My simple explanation is that you become uninteresting. You become unreactive to whatever they say or do. You cut out all emotions in front of them, all facial expressions, practice a blank stare, and essentially become unresponsive to them. Narcissists absolutely hate this, because again they are pushing you to internal chaos and turmoil, and seeking your emotional reaction to feed their narcissistic supply. They are manipulating your mind and using your emotions against you. So you have to remain calm, and unemotional in front of them.

But oftentimes, given the current situation, it’s extremely difficult to stay calm or be unemotional. Especially when dealing with someone you care about deeply. So in this instance, the best possible thing you can do for yourself is create distance from that person and find a safe environment to help you gather your thoughts and regain control of your mind.

In some cases the narcissist is so close to you (mother, father, sibling, significant other, etc) that distance is not an immediate option. So in this event, you need to seek the help and guidance of a licensed professional (therapist that specializes in narcissistic personality disorder) to help you regain control of your thoughts and provide you with the proper tools and resources to continue dealing with this narcissistic person until you are able to distance yourself from this person.

Nowadays the term “narcissist” is thrown around way too liberally. And I personally remember a time when a friend’s wife called me a narcissist. We were all joking and laughing together, so at the time I just took it as a joke and brushed it off. I had no idea what that meant, nor did I have any of the information I have today regarding narcissism and narcissistic personality disorder.

So when I first learned about narcissism from my therapist, my mind flashed back to this moment in my history, and the first question I asked was “Am I a narcissist, and if so, how do I fix it?” We spent some time exploring this, but it was quickly discounted by my therapist. But not so easily discounted by myself.

I’ll admit I did spend a lot of my free time exploring this question about myself and seeking more knowledge and information in order to make that determination for myself. But it’s a question I had to ask myself, and be brutally honest with myself…at a time in my life when I required brutal honesty.

Once you see something, it cannot be unseen…

…especially when it comes to narcissism. Once you learn about it and have the knowledge and resources to identify it, you cannot unsee it in the people who are narcissistic in your life.

Narcissism is a topic I spent months exploring with my therapist, and countless hours of personal time researching and reading about. Because I was raised by narcissistic parents as a young child, unfortunately it was ingrained in my early development to the point where it felt “normal” and even “comfortable” to be around narcissistic people.

Once I realized my core programming was faulty, I had to spend a lot of time reprogramming myself. And you may or may not be in a similar situation. But this is why it’s so important to engage in your childhood story (what happened to you as a child, how were you raised, what did your parents teach you that may be faulty, etc) to properly reprogram your thinking. But that’s a whole other topic.

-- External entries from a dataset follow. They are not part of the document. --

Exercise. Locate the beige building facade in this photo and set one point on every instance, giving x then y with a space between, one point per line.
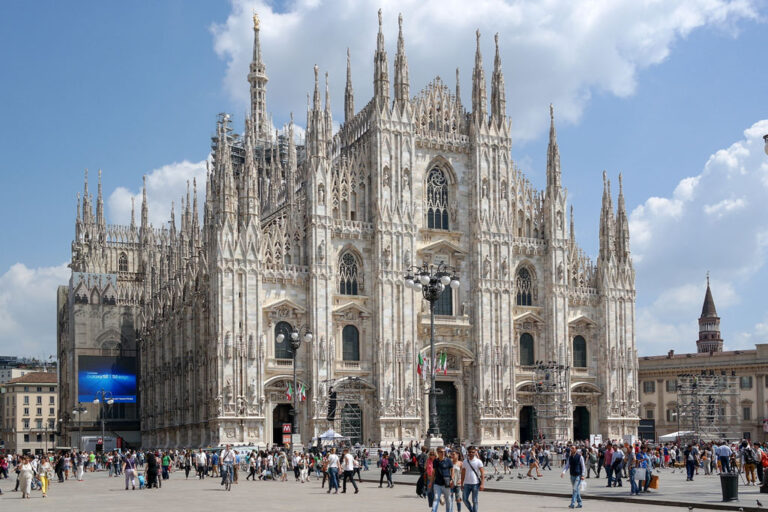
744 409
29 420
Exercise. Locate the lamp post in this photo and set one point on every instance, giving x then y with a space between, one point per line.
80 411
432 280
296 337
103 397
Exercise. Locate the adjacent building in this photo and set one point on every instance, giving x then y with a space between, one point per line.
29 405
743 411
318 235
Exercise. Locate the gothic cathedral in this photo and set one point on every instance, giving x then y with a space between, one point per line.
316 235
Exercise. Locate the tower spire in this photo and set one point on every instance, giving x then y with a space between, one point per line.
380 69
607 227
100 204
402 83
709 325
257 77
479 97
498 95
622 226
349 94
553 154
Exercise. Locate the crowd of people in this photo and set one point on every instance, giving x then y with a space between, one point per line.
451 475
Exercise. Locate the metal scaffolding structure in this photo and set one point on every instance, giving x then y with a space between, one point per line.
552 414
707 406
349 396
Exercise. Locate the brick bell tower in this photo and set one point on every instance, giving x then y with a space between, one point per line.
709 325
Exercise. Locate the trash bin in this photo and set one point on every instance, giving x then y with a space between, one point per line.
729 484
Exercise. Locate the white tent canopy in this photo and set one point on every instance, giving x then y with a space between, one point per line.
674 436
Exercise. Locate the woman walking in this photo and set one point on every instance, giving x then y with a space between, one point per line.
45 470
26 473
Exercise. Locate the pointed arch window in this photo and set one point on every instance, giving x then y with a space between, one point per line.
348 275
526 349
437 200
524 285
350 343
579 352
283 350
122 262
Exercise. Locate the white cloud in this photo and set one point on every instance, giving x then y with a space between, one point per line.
28 309
556 51
164 185
716 221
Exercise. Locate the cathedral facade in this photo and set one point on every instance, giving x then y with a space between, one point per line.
317 236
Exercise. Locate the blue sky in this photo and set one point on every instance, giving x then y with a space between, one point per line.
638 87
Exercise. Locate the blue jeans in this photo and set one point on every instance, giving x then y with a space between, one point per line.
633 487
576 497
473 490
445 491
333 478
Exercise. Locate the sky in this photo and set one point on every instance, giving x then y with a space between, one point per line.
670 94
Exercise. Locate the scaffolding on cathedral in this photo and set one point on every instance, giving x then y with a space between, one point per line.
707 406
343 403
552 417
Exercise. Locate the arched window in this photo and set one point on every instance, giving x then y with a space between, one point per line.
348 276
579 352
444 304
283 350
437 200
524 285
350 343
122 263
526 349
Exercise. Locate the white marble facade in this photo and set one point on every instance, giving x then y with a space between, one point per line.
319 234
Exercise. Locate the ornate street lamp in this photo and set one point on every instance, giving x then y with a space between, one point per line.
103 398
432 280
296 337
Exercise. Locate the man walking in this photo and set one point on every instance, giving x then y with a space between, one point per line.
575 465
348 464
472 479
440 481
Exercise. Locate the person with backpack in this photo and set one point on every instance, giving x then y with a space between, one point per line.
748 462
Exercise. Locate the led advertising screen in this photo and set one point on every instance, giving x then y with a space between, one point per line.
115 375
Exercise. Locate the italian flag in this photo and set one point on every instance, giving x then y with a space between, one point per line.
442 363
303 393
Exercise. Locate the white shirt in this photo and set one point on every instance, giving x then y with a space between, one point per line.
349 462
469 476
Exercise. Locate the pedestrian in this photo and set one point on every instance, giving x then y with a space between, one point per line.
129 469
386 470
45 473
472 479
441 481
26 473
456 478
333 472
348 465
574 464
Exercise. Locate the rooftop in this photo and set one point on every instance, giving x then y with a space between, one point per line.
36 378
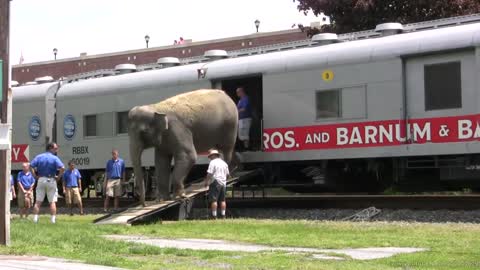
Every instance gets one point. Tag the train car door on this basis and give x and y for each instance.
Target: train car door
(253, 86)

Specific to narcissism, I’ll leave some additional resources and materials below to help you gain more knowledge and empower yourself. But again, once you see something, you cannot un-see it. So if you’re going to venture down the rabbit hole, like I did, be prepared for making some serious changes in your life. And get the proper help you need (licensed therapist) to engage with your story, meet you with empathy and compassion, guide you through proper decision-making and help you make the necessary changes in your life to prevent narcissism from destroying you…because yes, it can literally destroy you.